この発言がきっかけとなり、企業からの問い合わせが多数寄せられることになった。


「言ったからにはやるしかないわね」

新田も気にしていないのか、平然と言い放った。


「コピーを量産して売るだけでしょ? 利益率は高いんじゃないの?」

「上田の言うとおりなんだけど、セキュリティを強化したりとか、リーガルリスクを管理するコストがかかるな」

「顧問弁護士が必要になるかもね」

「そうだなぁ……」「うーん……」


景隆と柊は唸った。

景隆はもちろん、柊もこの時代では弁護士の知り合いはいないようだ。


利用規約や契約内容が不明確であったり、誤解を招く表現が含まれていると、後々のトラブルの原因となる。

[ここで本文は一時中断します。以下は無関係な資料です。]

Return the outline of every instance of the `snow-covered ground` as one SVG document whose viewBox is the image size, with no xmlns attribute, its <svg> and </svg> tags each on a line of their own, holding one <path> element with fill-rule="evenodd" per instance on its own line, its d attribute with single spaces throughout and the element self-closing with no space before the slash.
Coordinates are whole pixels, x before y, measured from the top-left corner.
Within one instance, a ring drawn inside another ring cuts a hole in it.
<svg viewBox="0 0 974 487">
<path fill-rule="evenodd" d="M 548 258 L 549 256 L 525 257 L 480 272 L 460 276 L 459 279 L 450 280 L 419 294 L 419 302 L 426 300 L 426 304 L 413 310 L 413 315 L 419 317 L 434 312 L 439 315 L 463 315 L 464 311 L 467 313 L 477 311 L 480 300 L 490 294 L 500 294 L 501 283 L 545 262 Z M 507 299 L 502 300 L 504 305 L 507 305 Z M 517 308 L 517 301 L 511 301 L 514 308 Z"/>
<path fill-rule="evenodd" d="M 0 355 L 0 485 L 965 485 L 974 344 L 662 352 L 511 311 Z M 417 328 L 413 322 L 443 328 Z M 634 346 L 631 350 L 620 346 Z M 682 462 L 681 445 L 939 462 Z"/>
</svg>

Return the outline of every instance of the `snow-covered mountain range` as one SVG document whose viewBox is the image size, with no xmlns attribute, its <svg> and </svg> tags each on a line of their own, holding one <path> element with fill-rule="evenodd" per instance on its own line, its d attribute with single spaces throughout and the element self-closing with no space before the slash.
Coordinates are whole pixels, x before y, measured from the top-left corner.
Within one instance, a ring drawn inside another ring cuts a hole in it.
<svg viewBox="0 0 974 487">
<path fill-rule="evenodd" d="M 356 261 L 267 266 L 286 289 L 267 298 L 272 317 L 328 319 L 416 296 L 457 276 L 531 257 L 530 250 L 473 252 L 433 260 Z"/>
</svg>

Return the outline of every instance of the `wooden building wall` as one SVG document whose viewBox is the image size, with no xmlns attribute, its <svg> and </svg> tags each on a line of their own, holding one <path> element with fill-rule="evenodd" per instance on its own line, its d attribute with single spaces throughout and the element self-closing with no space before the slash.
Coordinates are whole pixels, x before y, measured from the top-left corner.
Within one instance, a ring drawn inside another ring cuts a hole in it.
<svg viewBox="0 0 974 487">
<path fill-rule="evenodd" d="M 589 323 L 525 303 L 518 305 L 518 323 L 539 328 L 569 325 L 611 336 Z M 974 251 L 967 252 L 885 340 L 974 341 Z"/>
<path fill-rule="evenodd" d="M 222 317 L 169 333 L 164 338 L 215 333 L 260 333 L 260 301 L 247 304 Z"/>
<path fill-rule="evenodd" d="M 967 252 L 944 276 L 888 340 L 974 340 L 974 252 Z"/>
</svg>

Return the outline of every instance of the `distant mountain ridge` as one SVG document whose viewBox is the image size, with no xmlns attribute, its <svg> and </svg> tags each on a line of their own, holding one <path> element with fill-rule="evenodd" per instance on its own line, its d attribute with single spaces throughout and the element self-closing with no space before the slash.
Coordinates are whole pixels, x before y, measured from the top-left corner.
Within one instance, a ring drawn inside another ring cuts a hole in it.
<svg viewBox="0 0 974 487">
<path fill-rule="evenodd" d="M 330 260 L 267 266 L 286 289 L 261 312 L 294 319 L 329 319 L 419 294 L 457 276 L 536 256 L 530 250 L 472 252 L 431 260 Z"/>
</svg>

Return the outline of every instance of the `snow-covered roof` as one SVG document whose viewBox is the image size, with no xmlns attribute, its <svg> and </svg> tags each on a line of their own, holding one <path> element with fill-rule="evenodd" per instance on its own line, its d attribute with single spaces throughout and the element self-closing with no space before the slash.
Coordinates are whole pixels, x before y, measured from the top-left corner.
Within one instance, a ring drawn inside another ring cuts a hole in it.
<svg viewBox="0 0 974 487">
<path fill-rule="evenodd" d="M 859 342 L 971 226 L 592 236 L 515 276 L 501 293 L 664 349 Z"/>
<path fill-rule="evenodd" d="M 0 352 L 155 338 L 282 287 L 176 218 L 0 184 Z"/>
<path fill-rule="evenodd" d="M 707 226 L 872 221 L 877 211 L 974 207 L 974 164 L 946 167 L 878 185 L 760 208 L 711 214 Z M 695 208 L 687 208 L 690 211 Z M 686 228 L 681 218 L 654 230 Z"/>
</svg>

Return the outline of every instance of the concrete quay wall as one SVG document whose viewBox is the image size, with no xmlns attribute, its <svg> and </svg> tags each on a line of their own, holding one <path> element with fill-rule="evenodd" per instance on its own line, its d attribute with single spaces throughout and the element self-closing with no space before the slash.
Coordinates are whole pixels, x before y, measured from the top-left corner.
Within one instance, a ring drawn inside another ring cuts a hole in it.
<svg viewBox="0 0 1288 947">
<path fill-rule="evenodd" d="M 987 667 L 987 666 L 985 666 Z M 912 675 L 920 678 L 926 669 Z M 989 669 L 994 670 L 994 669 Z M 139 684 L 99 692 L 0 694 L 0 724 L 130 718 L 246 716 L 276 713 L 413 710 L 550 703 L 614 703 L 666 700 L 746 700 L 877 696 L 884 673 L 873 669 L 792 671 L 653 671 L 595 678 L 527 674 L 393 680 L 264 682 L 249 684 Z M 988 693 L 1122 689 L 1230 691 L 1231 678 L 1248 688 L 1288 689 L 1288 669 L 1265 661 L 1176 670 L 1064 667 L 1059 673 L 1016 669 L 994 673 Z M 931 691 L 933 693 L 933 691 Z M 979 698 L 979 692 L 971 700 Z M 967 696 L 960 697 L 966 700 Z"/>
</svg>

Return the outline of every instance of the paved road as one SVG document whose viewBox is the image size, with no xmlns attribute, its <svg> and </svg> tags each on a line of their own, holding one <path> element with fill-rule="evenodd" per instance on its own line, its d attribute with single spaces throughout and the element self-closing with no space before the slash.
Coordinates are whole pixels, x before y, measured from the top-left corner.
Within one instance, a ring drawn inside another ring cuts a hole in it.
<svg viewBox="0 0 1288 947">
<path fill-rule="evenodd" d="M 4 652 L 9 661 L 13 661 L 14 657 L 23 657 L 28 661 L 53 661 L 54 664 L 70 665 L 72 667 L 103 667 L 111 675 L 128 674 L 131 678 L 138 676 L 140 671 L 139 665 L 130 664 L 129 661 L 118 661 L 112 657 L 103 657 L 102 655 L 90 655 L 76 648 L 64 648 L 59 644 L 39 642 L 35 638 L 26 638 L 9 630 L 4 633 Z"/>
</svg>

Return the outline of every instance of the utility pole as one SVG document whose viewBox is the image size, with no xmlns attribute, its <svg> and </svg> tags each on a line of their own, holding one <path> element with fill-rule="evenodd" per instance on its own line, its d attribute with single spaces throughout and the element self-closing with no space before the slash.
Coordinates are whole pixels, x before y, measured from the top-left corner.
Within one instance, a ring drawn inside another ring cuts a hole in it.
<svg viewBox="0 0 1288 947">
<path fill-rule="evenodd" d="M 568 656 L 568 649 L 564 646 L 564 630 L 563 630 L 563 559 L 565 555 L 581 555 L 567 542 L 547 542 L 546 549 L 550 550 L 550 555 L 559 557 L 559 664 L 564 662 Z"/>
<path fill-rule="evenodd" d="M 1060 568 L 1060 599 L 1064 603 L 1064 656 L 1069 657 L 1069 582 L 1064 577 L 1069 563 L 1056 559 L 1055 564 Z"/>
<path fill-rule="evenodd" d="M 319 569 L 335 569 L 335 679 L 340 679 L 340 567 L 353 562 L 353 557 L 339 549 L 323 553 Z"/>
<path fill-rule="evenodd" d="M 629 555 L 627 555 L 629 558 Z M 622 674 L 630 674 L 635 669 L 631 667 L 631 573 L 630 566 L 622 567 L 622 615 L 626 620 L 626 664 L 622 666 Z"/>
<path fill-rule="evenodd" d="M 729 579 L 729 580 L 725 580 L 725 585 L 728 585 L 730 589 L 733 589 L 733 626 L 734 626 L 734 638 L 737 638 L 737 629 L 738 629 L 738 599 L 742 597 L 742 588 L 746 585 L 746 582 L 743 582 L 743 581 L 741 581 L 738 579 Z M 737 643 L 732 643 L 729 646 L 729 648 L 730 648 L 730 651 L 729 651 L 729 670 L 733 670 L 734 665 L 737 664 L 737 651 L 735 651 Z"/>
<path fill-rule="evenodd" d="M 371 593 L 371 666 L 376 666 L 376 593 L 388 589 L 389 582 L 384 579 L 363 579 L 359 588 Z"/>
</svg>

業種によっては、特定の法律や規制に従う必要があるなど、課題は山積している。


「テレビの石動さんはカッコよかったです。デルタファイブの女性社員も話題にしていましたよ」

鷹山はまったく関係のない話題を振ってきた。


「え? そうなの? 俺見ていないんだけど」

「生放送じゃなくて、録画なのに?」

「自分が写ってる姿を見返すのなんて、恥ずかしくてムリ! 写真ですら苦手なのに」

「ええぇっ、もったいない……」

(鷹山は俺のことを二割増しくらいで盛る傾向があるから、評価は割り引く必要があるな)


『俺もムリだけど、石動のならギリ耐えられるな……』

(コイツ……俺ばかり表に立たせやがって……)

裏の仕事は柊にやらせているため、景隆は強く出られなかった。


「そういえば、放送を観た神代さんが不満そうにしていたな」

「え? なして?」

「技術的な話はほとんどカットされていたんだよ」

「うそ! 仮想化の話とかめっちゃしたのに」

「え? そんなお話していたんですか?」

「マジでカットされていたのか……神代さんとすごく盛り上がったのに……」


景隆は録画を観なくていいなと考えていると――

「今後のマーケティングを考えると、観ておかないと次で同じ失敗するぞ」

「ぐはあっ!」

すかさず柊に釘を刺された。


「カットは仕方ないですよね、一般の視聴者に受けるような内容じゃありませんし」

「ユニケーションのところを使ってくれただけでも、ありがたいか」


かくして、ユニケーションの企業向けサービス『ユニケーション for ビジネス』が誕生した。